The updated architecture looked like this:
Arguably, we could have simplified further. In the front, the two UIs were different enough that they could have been routed differently, avoiding the need for a flag entirely. I didn't do this as URL changes can be heavy; it touched on other user journeys and seemed out of scope. I had already identified a few display bugs due to bad combinations of feature flags so I focused on bug fixes instead.
In the back, I kept api_resolver deployed since it was used during live database migrations. It was easy to document the flag toggles necessary to extend the existing migration strategy. But, at that point the migration had not advanced for 18 months. Code is cheap enough and enough had changed over 18 months that deleting the endpoint entirely might have been the better call. Since it was no longer on the hot path, it didn't impact users or ops, so the question wasn't as important to me.
The outcome was good:
The pages stopped at the same time traffic to the endpoint did. There was a clear path to resume the migration when new_database_service was deployed in additional environments, only activating api_resolver for a small portion of customers at a time. With the context of the full stack and full-team alignment, it was easy to perform some additional opportunistic refactors which left the code in a better state.

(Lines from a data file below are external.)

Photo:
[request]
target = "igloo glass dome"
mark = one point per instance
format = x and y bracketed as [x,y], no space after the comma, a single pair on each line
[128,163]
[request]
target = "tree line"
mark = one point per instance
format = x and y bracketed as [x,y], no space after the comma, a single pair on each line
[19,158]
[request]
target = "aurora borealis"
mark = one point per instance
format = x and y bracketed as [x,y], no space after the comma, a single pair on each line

Architectural drift or debt like this can be hard to anticipate. Sometimes we build towards one goal and need to shift to another. What I liked during this project was that I could work across the front and back to solve an operational problem with a series of targeted changes across the full stack.
With coding agents, I wonder how the cost of architectural debt will be weighed differently. I see different responses in different parts of my org.
I think the modal answer will be that engineers will throw away more code. Implementing re-architected solutions is so much cheaper now, and I think as engineers we need to improve both our process and tooling for confidently deploying large, multi-system refactors. CI/CD!